A Grand Journey

Tanya Ward Goodman

By: Tanya Ward Goodman

Last weekend, I took my first ride on a mule, got my first look at the very bottom of the Grand Canyon, and suffered my first scorpion sting. It was quite a weekend.

The trip was the brainchild of my stepmother Carla (I call her “La”) who is one of the bravest most adventurous people I know. I credit her influence for my attempts at many things that started out scary and ended up thrilling.

Along with La, my sister-in-law with whom I share a fear of heights and a need to test our own boundaries accompanied me. The last time the three of us took on an adventure, we bought an advertising agency. It took two years and a mediation expert to get us out of that one. I hoped the Grand Canyon trip would be less complicated.

Prior to the trip, to suppress my anxiety, I went shopping. I trolled REI and Sports Chalet, where I stocked up on “wicking” layers, waterproof pants, and extra warm socks. I tied strings to my hat, camera, and sunglasses. I kissed my kids and my husband and got on the plane for Phoenix. I was as ready as I would ever be.
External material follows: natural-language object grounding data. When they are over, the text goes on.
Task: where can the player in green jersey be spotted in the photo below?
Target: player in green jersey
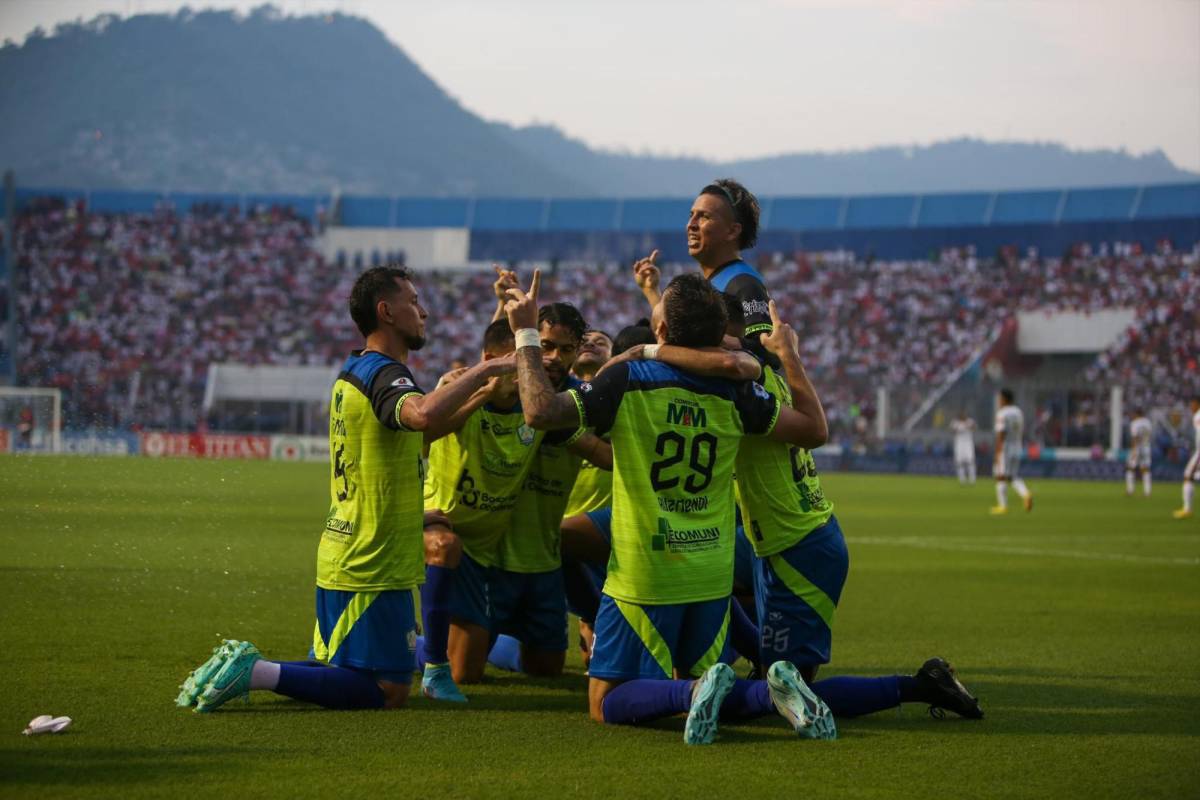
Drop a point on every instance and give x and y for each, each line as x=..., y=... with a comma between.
x=477, y=476
x=371, y=552
x=675, y=435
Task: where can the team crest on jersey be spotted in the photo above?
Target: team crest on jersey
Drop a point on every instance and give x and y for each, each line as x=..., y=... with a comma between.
x=526, y=434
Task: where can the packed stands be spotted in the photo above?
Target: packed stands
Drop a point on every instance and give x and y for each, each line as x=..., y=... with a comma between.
x=125, y=311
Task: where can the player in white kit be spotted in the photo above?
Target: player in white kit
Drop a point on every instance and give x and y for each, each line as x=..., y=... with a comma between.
x=1009, y=431
x=964, y=449
x=1140, y=431
x=1192, y=471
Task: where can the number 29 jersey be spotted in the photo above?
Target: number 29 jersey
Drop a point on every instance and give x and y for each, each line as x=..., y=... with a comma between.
x=675, y=439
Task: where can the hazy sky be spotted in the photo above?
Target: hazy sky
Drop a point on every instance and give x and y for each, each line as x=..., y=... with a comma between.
x=736, y=78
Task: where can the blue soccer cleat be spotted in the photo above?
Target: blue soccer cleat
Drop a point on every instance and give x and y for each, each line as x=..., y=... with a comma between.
x=437, y=684
x=190, y=690
x=808, y=714
x=232, y=680
x=707, y=696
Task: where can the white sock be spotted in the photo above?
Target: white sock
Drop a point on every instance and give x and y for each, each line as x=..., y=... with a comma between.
x=264, y=674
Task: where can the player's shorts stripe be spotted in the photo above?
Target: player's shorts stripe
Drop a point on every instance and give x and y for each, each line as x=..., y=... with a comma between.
x=714, y=651
x=637, y=619
x=354, y=609
x=804, y=589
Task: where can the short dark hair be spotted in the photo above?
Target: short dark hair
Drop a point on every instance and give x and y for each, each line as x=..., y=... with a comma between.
x=631, y=336
x=694, y=312
x=497, y=335
x=370, y=288
x=744, y=204
x=565, y=314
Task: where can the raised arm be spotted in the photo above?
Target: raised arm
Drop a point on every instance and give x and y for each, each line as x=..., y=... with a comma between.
x=803, y=423
x=648, y=275
x=433, y=414
x=545, y=408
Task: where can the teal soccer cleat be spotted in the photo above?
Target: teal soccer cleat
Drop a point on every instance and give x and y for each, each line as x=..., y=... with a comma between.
x=808, y=714
x=437, y=684
x=190, y=690
x=706, y=704
x=232, y=680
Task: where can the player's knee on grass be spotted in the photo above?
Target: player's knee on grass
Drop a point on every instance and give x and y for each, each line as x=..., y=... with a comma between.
x=468, y=649
x=442, y=547
x=394, y=695
x=543, y=663
x=598, y=690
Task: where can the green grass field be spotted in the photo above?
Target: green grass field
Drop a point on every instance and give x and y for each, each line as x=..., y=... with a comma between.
x=1078, y=626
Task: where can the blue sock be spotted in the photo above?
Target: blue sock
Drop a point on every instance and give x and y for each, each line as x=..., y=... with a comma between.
x=743, y=633
x=641, y=701
x=747, y=699
x=334, y=687
x=419, y=654
x=853, y=697
x=505, y=654
x=436, y=612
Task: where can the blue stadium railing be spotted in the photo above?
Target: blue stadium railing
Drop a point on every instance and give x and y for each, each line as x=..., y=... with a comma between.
x=887, y=226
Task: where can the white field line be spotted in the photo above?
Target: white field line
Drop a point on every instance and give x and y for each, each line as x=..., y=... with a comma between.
x=939, y=545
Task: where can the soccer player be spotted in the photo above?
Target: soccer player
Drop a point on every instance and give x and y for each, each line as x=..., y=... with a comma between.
x=1009, y=428
x=477, y=476
x=964, y=449
x=1140, y=431
x=665, y=613
x=1192, y=471
x=371, y=553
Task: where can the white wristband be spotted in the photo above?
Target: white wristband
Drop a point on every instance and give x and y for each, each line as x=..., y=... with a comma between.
x=527, y=337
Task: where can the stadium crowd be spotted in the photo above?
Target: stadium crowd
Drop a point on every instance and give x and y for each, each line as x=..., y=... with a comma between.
x=125, y=312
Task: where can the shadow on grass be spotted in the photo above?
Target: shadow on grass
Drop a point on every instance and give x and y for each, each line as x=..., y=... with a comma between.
x=81, y=767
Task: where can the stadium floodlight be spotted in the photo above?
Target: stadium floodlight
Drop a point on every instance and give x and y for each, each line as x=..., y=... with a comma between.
x=30, y=419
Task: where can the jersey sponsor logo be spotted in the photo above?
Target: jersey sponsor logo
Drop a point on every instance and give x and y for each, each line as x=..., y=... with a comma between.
x=751, y=307
x=687, y=414
x=683, y=505
x=684, y=541
x=526, y=434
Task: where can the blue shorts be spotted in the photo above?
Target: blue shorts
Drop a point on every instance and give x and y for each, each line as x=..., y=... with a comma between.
x=635, y=641
x=797, y=593
x=531, y=607
x=370, y=631
x=471, y=599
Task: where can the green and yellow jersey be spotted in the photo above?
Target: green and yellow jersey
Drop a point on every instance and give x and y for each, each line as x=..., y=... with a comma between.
x=477, y=475
x=778, y=488
x=372, y=539
x=675, y=440
x=593, y=489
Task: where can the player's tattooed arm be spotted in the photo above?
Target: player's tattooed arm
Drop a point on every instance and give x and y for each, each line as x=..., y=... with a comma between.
x=545, y=408
x=433, y=414
x=648, y=276
x=594, y=449
x=804, y=423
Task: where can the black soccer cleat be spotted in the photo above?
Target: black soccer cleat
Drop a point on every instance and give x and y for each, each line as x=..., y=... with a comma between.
x=941, y=689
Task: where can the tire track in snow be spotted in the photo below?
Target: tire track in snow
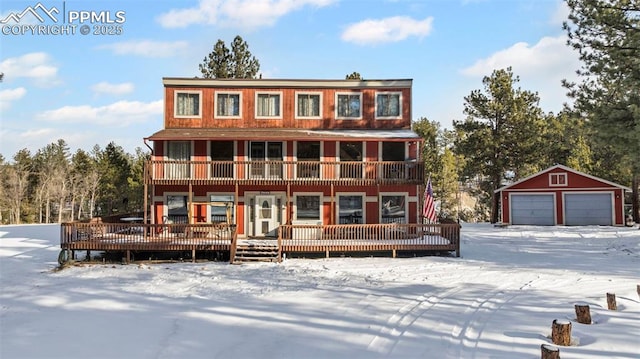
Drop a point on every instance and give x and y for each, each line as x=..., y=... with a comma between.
x=467, y=335
x=398, y=324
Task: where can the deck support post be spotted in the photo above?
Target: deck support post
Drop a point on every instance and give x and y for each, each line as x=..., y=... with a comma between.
x=145, y=229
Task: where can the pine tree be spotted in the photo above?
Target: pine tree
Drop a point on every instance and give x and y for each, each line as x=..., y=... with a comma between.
x=236, y=63
x=499, y=137
x=606, y=34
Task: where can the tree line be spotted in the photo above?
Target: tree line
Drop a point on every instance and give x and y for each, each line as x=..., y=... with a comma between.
x=55, y=185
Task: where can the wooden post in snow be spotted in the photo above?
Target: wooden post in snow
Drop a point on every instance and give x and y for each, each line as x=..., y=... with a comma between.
x=549, y=352
x=583, y=314
x=561, y=333
x=611, y=301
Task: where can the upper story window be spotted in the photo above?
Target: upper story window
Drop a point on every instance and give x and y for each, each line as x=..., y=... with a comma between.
x=557, y=179
x=308, y=207
x=268, y=105
x=349, y=106
x=188, y=104
x=308, y=105
x=228, y=104
x=388, y=105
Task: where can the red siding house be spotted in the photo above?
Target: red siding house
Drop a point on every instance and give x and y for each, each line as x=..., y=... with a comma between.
x=561, y=195
x=260, y=153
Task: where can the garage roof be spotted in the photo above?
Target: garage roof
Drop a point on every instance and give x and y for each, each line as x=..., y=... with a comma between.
x=565, y=168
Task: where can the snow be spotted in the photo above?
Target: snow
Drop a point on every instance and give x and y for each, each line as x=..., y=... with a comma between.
x=497, y=301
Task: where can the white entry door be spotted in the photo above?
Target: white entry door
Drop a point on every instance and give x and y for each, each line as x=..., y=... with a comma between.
x=266, y=217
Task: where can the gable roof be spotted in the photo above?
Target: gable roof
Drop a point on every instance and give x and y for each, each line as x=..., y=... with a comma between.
x=281, y=134
x=565, y=168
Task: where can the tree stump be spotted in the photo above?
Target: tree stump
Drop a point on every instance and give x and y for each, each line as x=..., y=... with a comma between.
x=583, y=314
x=611, y=301
x=561, y=333
x=549, y=352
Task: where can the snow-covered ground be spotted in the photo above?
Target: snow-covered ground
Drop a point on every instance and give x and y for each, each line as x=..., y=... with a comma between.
x=497, y=301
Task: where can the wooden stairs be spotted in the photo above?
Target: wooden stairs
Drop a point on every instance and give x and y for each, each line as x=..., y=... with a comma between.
x=256, y=250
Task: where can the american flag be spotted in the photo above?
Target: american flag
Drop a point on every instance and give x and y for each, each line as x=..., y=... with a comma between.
x=429, y=208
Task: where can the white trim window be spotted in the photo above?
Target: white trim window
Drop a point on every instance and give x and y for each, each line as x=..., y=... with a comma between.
x=308, y=207
x=558, y=180
x=309, y=105
x=351, y=208
x=349, y=106
x=178, y=159
x=228, y=104
x=188, y=104
x=268, y=105
x=393, y=208
x=388, y=105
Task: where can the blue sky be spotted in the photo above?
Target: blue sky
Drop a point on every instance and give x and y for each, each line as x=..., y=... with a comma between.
x=93, y=89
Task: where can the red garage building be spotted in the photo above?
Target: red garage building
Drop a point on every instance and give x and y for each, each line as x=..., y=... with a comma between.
x=561, y=195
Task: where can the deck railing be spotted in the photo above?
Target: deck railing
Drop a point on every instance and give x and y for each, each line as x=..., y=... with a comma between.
x=142, y=237
x=278, y=171
x=297, y=238
x=370, y=237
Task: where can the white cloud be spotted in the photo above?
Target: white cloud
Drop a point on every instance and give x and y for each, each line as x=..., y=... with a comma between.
x=391, y=29
x=541, y=68
x=560, y=14
x=121, y=113
x=113, y=89
x=10, y=95
x=35, y=65
x=237, y=13
x=146, y=48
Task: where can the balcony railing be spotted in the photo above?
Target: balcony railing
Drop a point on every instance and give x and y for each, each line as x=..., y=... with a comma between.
x=169, y=171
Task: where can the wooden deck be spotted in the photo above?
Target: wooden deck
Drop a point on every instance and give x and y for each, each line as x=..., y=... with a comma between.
x=292, y=239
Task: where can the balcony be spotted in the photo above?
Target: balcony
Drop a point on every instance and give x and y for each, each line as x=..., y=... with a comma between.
x=168, y=172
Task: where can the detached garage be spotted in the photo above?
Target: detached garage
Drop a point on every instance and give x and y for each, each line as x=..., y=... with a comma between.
x=560, y=195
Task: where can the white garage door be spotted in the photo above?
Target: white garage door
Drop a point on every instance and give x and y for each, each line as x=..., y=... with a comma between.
x=532, y=209
x=583, y=209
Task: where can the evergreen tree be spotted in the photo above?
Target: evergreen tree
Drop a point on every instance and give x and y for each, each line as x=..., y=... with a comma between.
x=606, y=34
x=499, y=137
x=441, y=165
x=235, y=63
x=114, y=166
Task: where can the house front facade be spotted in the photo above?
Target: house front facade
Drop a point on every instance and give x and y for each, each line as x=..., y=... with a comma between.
x=260, y=153
x=561, y=195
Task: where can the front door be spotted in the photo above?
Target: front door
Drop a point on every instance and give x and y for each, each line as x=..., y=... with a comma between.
x=266, y=217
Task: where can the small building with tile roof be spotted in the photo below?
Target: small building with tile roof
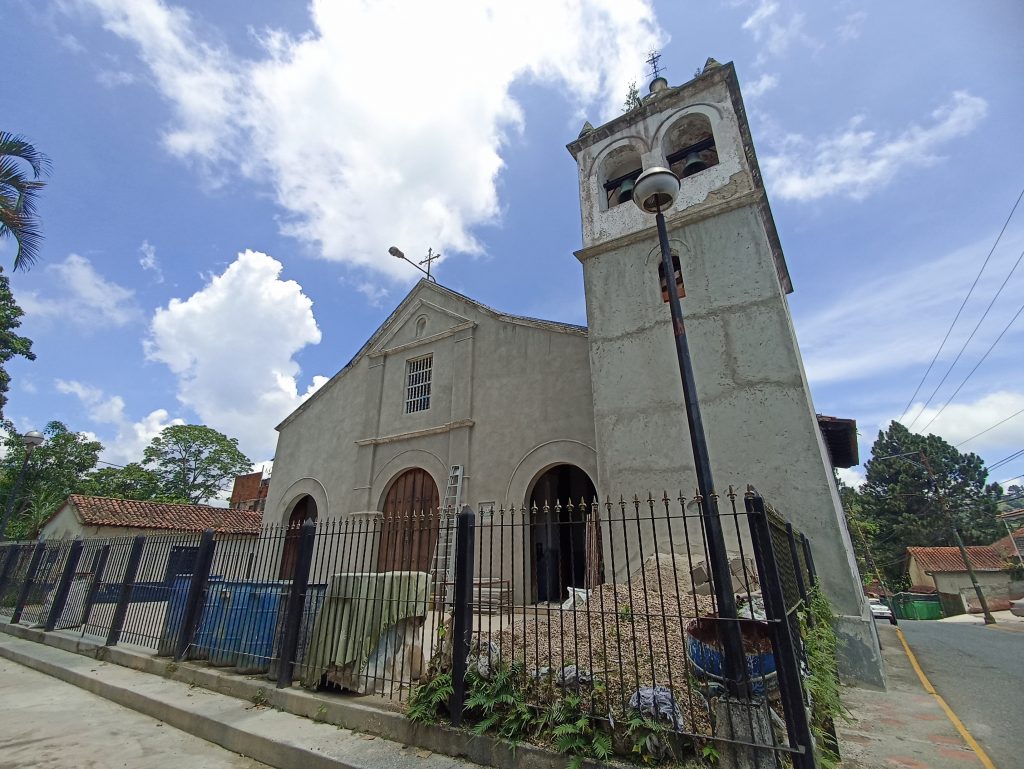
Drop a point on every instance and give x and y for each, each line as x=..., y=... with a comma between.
x=942, y=569
x=87, y=517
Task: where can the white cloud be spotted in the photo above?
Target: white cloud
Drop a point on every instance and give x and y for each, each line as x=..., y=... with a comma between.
x=774, y=33
x=858, y=161
x=148, y=260
x=231, y=346
x=82, y=297
x=852, y=25
x=761, y=86
x=407, y=152
x=131, y=437
x=893, y=322
x=958, y=422
x=115, y=78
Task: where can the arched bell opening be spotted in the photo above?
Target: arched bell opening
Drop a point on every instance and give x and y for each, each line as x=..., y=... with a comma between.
x=564, y=538
x=689, y=145
x=305, y=509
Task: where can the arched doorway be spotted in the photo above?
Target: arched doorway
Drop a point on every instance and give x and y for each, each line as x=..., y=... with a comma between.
x=559, y=533
x=305, y=509
x=409, y=535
Our ride began at 8 in the morning. The temperature at the rim was just under 20 degrees. I wore two Capilene shirts, a fleece jacket, and a down jacket plus fleece long johns, stretchy, windproof pants, two pairs of socks, two pairs of gloves, a scarf, and a wool cap. I was warm-ish. A cowboy with two missing fingers and a waxed mustache told us that we were about to embark on a grueling ride. He told us we would be riding on the edge of winding, narrow trails. He told us that if we were afraid of heights we should know there would be great heights. He could guarantee drops of at least 3000 feet. He did everything in his power to freak us out and then he asked us to saddle up. And we did. And suddenly, we were on the trail, our mules slipping and stepping down packed snow and ice, the canyon spreading out and opening up all around us. With the first sunlight of the new day illuminating the red rock, the wonderment in my brain squeezed out all the fear. It was amazing. It was all I could do not to break into huge gulping sobs of happiness.

I told this story to my kids. I told them how afraid I was and how amazing the experience was and how if I hadn’t gotten on that mule I would have missed out on a chance to see myself and my world in a different way. I told them about the scorpion and how it hurt and how eventually it stopped hurting and I realized that a scorpion sting is a lot like a bee sting. It’s bad, but if you’re not allergic, it passes and now I have a little less fear of scorpions. And a little less fear of heights. And deep trust for a good mule.